Again: it’s not reasonable to draw firm conclusions from these sorts of models — the rainbow chart simply models Bitcoin’s past performance, and as companies like to say about stocks, past performance is no guarantee of future results.
But I think it can be reasonable to use it as a baseline, that is with the proviso that things continue growing much as they have been, that there are no enormous shocks, etc, what seems likely to happen? In which case, if crossing the $100,000 barrier is similar to past ones, we probably shouldn’t expect to do it outside of the blue region, which suggests it’s perhaps plausible in 2027, which is another 5 years away; and Bitcoin at a million dollars per coin (hyperbitcoinisation?) is probably still a decade or more away, reachable perhaps sometime in the 2030s. Even $100k being the “fair price” according to the rainbow model appears not to occur until around about 2024.

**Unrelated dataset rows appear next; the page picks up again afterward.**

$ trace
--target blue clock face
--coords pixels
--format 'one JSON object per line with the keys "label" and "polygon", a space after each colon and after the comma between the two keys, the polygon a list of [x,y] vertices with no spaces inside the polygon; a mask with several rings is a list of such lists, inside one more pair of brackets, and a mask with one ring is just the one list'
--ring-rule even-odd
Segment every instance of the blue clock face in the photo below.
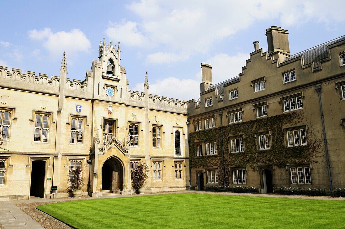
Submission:
{"label": "blue clock face", "polygon": [[106,90],[106,94],[108,96],[112,96],[115,93],[114,89],[111,87],[107,87],[107,90]]}

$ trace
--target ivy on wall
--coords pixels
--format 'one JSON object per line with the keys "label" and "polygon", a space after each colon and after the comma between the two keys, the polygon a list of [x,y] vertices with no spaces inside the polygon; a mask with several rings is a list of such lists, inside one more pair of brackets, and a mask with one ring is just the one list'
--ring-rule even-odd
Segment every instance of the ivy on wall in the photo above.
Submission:
{"label": "ivy on wall", "polygon": [[[218,180],[221,184],[224,157],[226,185],[228,185],[230,167],[247,165],[254,169],[258,164],[269,164],[281,167],[287,164],[316,162],[316,158],[323,156],[319,150],[323,142],[322,136],[316,134],[311,125],[308,125],[307,131],[307,145],[287,147],[285,142],[283,126],[298,125],[304,119],[304,114],[301,111],[295,111],[223,126],[223,139],[220,127],[191,133],[189,135],[191,167],[218,168]],[[268,131],[271,134],[270,149],[259,150],[256,133]],[[244,151],[230,153],[228,138],[240,135],[243,135]],[[217,142],[217,155],[205,156],[206,150],[204,150],[203,156],[196,156],[195,142],[212,140]]]}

That is, if you’re saving Bitcoin for your retirement in a decade or three, then buying now and expecting ridiculous gains might be reasonable; but if you’re expecting huge returns over just the next year or two, then that probably implies you’re expecting that Bitcoin grows much faster than it has in its entire history so far, which is a very big call.
I suspect “things continue growing much as they have been” probably already bakes in things like “44 Countries To Meet In El Salvador To Discuss Bitcoin” — we’re already assuming roughly exponential increases in adoption, and going from some companies adding it to their balance sheet to some countries doing the same is simply the scale we’ve already reached. New ETFs or more appropriate accounting standards also seem likely to be effectively baked in to me.
On the other hand, I’m pretty sure a prediction based on a linear regression like that is also effectively assuming that USD monetary policy continues to produce both low inflation in the 1%-2% range, and very low interest rates, since those have both the case for almost all Bitcoin’s existence, and changes there (assuming they’re not “transitory”) will probably cause different behaviours in the future compared to the past. Maybe that results in something meaningful; but maybe it just means that we’d want to redo the charts in “2009 USD” in order to exclude CPI inflation, and that might turn out to be already be good enough.
You can perhaps get a better fitting prediction by redoing the regression; for me, I like that using one that’s about five years old is still useful, and also that it perhaps suggests you shouldn’t take any conclusions you might draw from it too seriously. I don’t think using a fit based on all the price data to date changes any of the conclusions above substantially.